RIO - Na luta diária em leitos de UTI Covid-19 pelo Brasil, profissionais da saúde são postos à prova para garantir que os pacientes integrem a estatística dos recuperados, aqueles que vivem para contar a história. Apenas 20% dos pacientes intubados com Covid-19 no Brasil sobrevivem à doença, aponta levantamento feito em março pela Universidade de São Paulo (USP) com base em dados do Ministério da Saúde. Os sobreviventes sentem na pele a sorte de “nascer de novo”:
— Os médicos consideraram um milagre, porque eu tinha 80% do pulmão comprometido, e geralmente, para quem chega nesse estágio, não tem volta — conta a engenheira Solange Grilo, de 51 anos.
Intubada por sete dias no Hospital São Lucas, na Zona Sul do Rio, Solange foi recebida com festa quando teve alta do hospital, em 2 de dezembro de 2020. E, embora a vida não tenha voltado completamente ao normal, por conta de sequelas da intubação, desde o momento em que respirou fora do hospital, passou a ver sua existência de outra forma.
— A vida é um sopro, e eu tento viver um dia de cada vez. Hoje, não me estresso mais como me estressava, não levo tudo a ferro e fogo. Eu me doo no meu trabalho, mas preciso também de qualidade de vida, estar com as pessoas que eu amo, porque tudo pode acabar em muito pouco tempo — afirma.
O estado de êxtase após receberem alta, a mudança no comportamento dos pacientes com Covid-19 não é permanente, segundo o psicanalista Carlos Mario Alvarez. Ele explica que, ao entrarem em contato com a vida cotidiana novamente, essa sensação de mudança se reduz, mas ainda representa uma marca definitiva na vida:
— Elas são levadas a um estado de hiperconexão, e acabam abandonando as suas defesas mais egoístas e conhecendo o limite entre vida e morte, e isso dá uma sensação para além da consciência do dia a dia.

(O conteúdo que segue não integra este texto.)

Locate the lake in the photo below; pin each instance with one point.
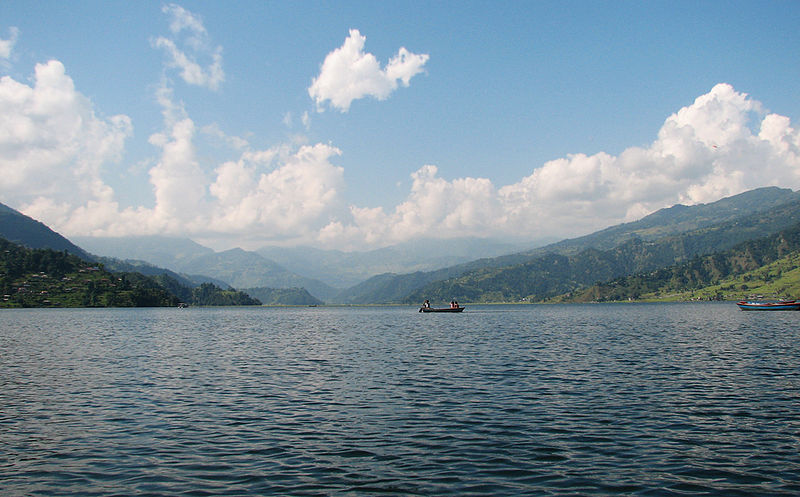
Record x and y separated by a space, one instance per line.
638 399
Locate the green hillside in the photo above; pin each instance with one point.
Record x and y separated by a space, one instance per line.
679 232
23 230
283 296
49 278
768 266
553 274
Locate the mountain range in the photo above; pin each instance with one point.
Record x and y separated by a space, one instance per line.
469 270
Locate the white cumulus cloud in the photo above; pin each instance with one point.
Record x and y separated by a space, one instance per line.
720 145
53 146
183 54
348 73
6 46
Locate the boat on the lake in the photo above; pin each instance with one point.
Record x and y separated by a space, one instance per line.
441 309
780 305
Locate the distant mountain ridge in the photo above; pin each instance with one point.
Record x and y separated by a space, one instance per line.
663 238
767 265
553 273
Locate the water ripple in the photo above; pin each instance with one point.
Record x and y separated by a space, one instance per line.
541 400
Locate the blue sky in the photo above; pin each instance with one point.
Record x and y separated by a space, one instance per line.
523 120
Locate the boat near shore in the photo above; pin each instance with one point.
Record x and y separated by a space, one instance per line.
441 309
780 305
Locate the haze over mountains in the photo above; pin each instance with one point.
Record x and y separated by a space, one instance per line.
466 269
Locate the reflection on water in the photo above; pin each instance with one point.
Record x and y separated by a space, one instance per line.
499 400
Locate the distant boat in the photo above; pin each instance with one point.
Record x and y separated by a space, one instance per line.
781 305
441 309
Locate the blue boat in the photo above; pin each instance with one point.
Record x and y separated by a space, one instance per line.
781 305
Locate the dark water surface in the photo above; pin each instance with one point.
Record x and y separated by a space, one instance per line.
684 399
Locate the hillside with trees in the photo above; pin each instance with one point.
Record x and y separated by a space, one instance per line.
49 278
768 266
680 232
552 274
283 296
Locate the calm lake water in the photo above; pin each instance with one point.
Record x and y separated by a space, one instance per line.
661 399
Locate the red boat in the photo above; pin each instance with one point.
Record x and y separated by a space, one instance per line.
441 309
781 305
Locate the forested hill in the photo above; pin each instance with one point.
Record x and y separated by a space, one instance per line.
23 230
553 274
766 266
759 211
49 278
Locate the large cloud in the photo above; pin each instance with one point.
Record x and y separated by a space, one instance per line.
54 151
6 46
52 145
720 145
197 45
350 74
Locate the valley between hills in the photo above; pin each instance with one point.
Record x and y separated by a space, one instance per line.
747 244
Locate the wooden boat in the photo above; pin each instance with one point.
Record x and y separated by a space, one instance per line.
781 305
441 309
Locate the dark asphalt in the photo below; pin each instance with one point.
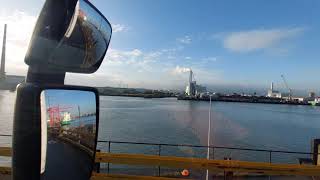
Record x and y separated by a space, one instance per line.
66 162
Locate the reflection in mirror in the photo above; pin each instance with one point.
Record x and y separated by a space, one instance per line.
68 131
80 49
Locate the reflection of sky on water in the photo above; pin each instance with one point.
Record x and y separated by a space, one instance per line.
83 121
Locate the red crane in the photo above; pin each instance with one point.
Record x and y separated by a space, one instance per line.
55 114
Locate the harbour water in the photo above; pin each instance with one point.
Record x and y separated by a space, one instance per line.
167 120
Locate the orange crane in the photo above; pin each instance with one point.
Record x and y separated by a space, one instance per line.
55 114
286 84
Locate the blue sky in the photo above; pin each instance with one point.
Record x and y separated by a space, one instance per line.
226 43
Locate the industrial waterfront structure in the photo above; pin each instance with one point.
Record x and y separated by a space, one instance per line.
273 93
192 89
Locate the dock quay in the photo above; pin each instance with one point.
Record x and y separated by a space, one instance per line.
243 99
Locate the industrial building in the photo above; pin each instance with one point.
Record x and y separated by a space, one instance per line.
192 88
273 93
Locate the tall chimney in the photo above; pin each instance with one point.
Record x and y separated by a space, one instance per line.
3 55
190 76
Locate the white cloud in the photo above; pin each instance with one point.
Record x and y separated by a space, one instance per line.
180 70
185 40
119 28
246 41
19 31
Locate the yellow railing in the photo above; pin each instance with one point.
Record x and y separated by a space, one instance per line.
214 166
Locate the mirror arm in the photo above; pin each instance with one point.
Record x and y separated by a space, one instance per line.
43 75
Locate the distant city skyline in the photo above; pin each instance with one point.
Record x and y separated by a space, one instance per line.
245 45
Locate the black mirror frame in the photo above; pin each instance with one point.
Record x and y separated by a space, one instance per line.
94 68
26 141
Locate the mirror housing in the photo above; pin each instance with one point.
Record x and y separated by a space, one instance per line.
28 135
69 36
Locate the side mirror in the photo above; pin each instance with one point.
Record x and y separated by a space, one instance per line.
55 132
69 123
70 36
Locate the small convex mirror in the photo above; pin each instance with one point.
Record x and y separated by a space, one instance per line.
68 133
72 37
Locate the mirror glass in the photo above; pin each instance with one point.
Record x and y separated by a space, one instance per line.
68 128
82 47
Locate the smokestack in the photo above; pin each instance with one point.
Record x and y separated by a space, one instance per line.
190 76
3 55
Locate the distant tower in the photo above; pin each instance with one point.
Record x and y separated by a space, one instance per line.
3 55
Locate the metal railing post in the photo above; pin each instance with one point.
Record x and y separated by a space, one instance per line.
213 153
98 164
270 158
109 150
159 153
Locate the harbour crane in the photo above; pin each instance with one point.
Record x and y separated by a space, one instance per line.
286 84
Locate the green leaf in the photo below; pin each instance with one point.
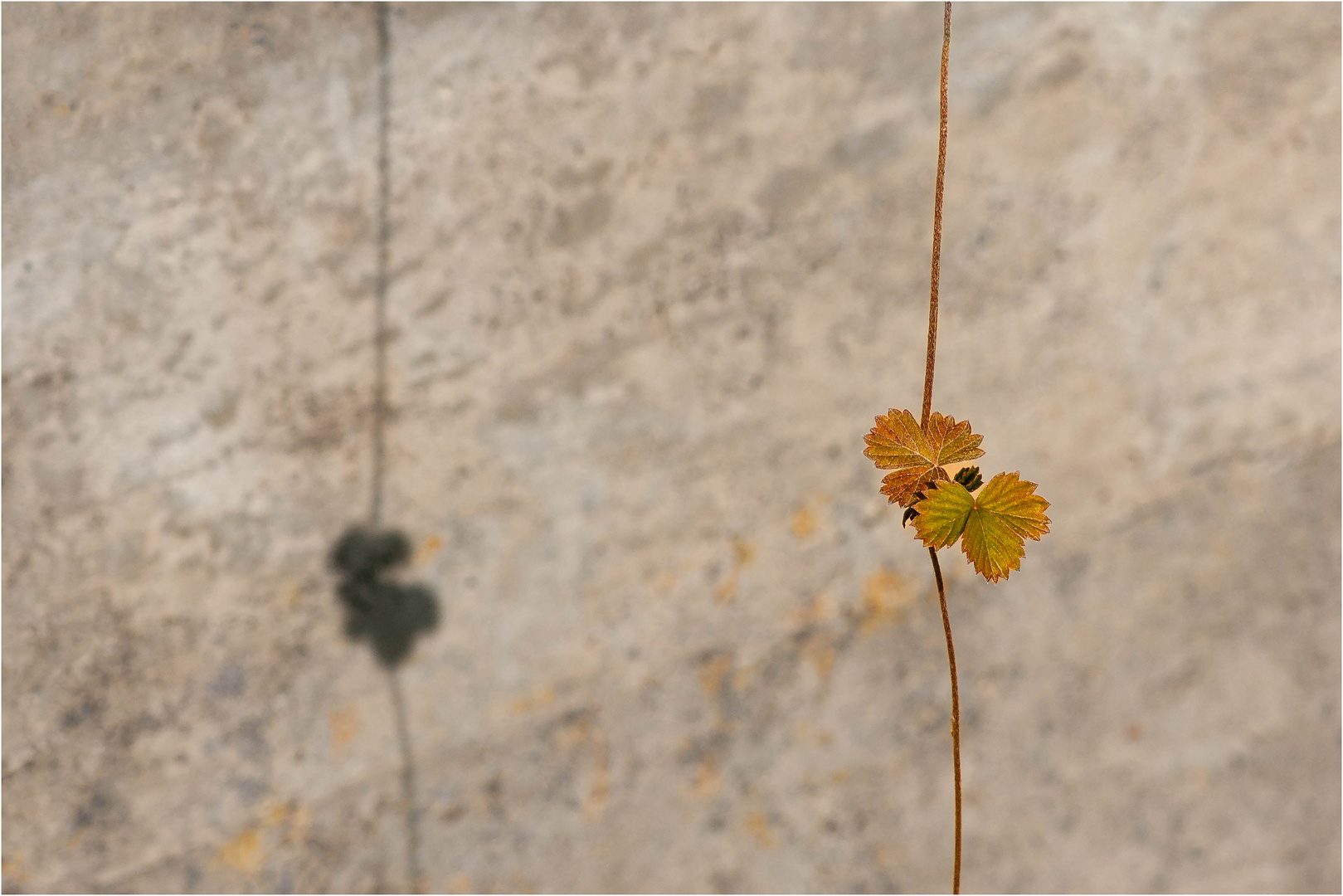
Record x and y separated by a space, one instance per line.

"Comemoração veio em dobro"
O representante comercial aposentado Roberto Bello, de 64 anos, contou a sua história:
— Passei 50 dias internado e 11 dias intubado no Hospital Pasteur, no Méier. Eu dei entrada lá no dia 13 de fevereiro, sábado de carnaval, porque eu estava com baixa saturação no sangue e princípio de falta de ar. Só recebi alta no dia 3 de abril e passei a enxergar a vida de forma diferente. Antes, eu já dava valor a todos perto de mim, mas agora eu agradeço muito mais a Deus. O meu aniversário é no dia 11 de maio, e eu brinco com meus amigos e família que que, neste ano, a comemoração veio em dobro: por completar 64 anos e por ter superado a Covid-19. Agora, eu tenho um grande sonho: voltar às rodas de samba. Quando tudo isso passar, uma das coisas que eu mais quero fazer é voltar para a minha roda de samba na Glória e viajar para Cabo Frio. Mas o que mais quero é voltar a ver as pessoas, abraçar.
Altruísmo, uma consequência positiva do vírus
Entre os pacientes que sobreviveram à forma grave da doença, o psicanalista Carlos Mario Alvarez diz que um comportamento comum é o apego a atitudes mais altruístas.
A engenheira Solange Grilo conta que que agora não abre mão das coisas pequenas, como dizer todos os dias ao filho que o ama e agradecer por mais um dia de vida:
— Todos os dias quando acordo, agradeço a Deus por mais um dia de vida. O relacionamento, a empatia, o cuidado com as pessoas estão muito mais aflorados.
Ainda em recuperação de sequelas, ela reforça o alerta para que as pessoas entendam a gravidade da doença, que “mata e muito rápido”. Agora, ela valoriza ainda mais o tempo com a família.
O aposentado Roberto Bello, que também é um sobrevivente, diz que agradece e valoriza ainda mais quem está ao seu lado. E reforça cuidados importantes na pandemia:
— Eu sempre falo para as pessoas ficarem longe de aglomeração. Se passassem pelo que eu passei, não faria.